Ipea aumenta previsão do IPCA deste ano de 4,9% para 5,6%

Mudança foi puxada por novas altas nos preços de commodities, bens industriais e alimentos

Daniela Amorim, O Estado de S.Paulo

22 de fevereiro de 2022 | 11h12

RIO - O Instituto de Pesquisa Econômica Aplicada (Ipea) revisou sua projeção para a inflação oficial no País em 2022 de 4,9% para 5,6%, diante de novas altas nos preços de commodities, bens industriais e alimentos. A estimativa considera a inflação apurada pelo Índice Nacional de Preços ao Consumidor Amplo (IPCA), do Instituto Brasileiro de Geografia e Estatística (IBGE), que serve como base para o sistema de metas de inflação.

A projeção anterior tinha sido divulgada pelo órgão em 24 de novembro de 2021. O Ipea justifica que o cenário atual no País combina "inflação corrente elevada, pressões persistentes de commodities, cadeias produtivas desreguladas e contribuições climáticas menos favoráveis".

O IPCA acumulou uma alta de 10,38% nos 12 meses terminados em janeiro, decorrente ainda da forte pressão dos bens e serviços monitorados pelo governo (com elevação de preços de 16,8% no período), mas também da "piora no desempenho dos preços livres, especialmente dos bens industriais e dos alimentos", apontou o instituto.

"Nota-se, entretanto, que o comportamento menos favorável dos preços dos alimentos e dos bens de consumo deve se manter nos próximos meses, constituindo-se no principal fator de limitação a uma desaceleração mais intensa da inflação no ano. Adicionalmente, a nova aceleração dos preços do petróleo e a constatação de um déficit maior nas empresas do setor elétrico sinalizam aumentos mais significativos das tarifas de energia e dos preços dos combustíveis, limitando ainda mais o processo de desinflação em 2022", escreveram os técnicos do Ipea Maria Andréia Parente Lameiras e Marcelo Lima de Moraes, na Carta de Conjuntura publicada nesta terça-feira, 22.

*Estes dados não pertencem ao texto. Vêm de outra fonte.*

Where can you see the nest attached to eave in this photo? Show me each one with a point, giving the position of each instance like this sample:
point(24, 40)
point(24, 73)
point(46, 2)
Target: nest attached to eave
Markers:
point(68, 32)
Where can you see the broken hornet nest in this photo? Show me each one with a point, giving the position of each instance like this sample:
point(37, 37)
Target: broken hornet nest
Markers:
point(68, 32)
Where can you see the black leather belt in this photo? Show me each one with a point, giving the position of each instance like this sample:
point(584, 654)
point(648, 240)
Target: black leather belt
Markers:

Na revisão, a projeção para os preços dos bens livres (exceto alimentos) em 2022 avançou de 3,7% para 5,0%, e dos alimentos no domicílio, de 4,5% para 6,1%. A inflação esperada para os preços administrados passou de 5,4% para 6,0%, enquanto foram mantidas as estimativas anteriores para os serviços livres (5,2%) e a educação (7,9%), "tendo em vista que seguem vigentes as condições utilizadas para a projeção anterior, ou seja, crescimento econômico moderado e recuperação gradual do mercado de trabalho, impedindo uma retomada mais forte da demanda interna".

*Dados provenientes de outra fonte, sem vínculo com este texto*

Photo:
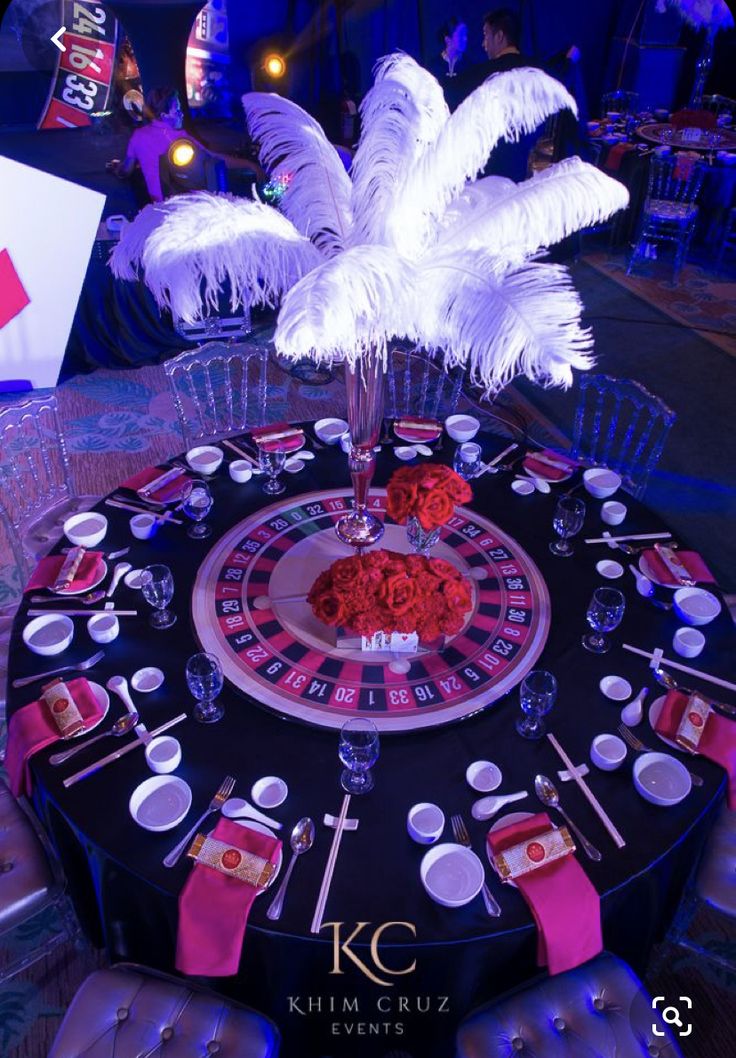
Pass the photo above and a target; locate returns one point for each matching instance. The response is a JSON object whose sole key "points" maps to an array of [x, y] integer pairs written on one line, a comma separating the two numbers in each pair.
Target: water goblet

Renda de até cinco salários mínimos

A projeção para a inflação medida pelo Índice Nacional de Preços ao Consumidor (INPC), que mede a variação dos preços para as famílias com renda de um a cinco salários mínimos e chefiadas por assalariados, também foi revista para cima, de 4,6% para 5,5% em 2022.

"Esse movimento de alta mais acentuada é resultante de uma pressão maior dos preços dos alimentos no domicílio e dos bens industriais, cujas taxas de variação estimadas avançaram de 4,5% e 3,8% para 6,4% e 4,9%. Para os preços monitorados, a previsão atual indica alta de 6,1%, ante variação de 5,4% projetada anteriormente. Já as taxas de inflação previstas para os serviços livres e a educação foram mantidas em 4,5% e 6,7%, respectivamente", justificaram os pesquisadores do Ipea sobre a composição do INPC.

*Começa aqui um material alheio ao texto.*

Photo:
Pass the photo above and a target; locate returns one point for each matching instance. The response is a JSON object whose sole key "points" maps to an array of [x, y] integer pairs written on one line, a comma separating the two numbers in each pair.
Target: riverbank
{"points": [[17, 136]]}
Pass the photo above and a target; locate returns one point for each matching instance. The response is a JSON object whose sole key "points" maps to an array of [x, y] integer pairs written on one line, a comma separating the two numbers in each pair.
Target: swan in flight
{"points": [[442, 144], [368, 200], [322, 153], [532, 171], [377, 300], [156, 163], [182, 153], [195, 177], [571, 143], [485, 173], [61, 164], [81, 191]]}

A Carta de Conjuntura ressalta ainda que não estão descartados riscos inflacionários adicionais, que podem frear a desaceleração esperada para a inflação no ano.

"Pelo lado da economia mundial, o agravamento das tensões entre Rússia e Ucrânia pode gerar uma alta mais acentuada das commodities, especialmente do petróleo e do gás; internamente, as incertezas em relação à política fiscal, que podem se intensificar devido às discussões inerentes ao processo eleitoral, podem ter impactos negativos na taxa de câmbio", ponderaram os técnicos, na nota.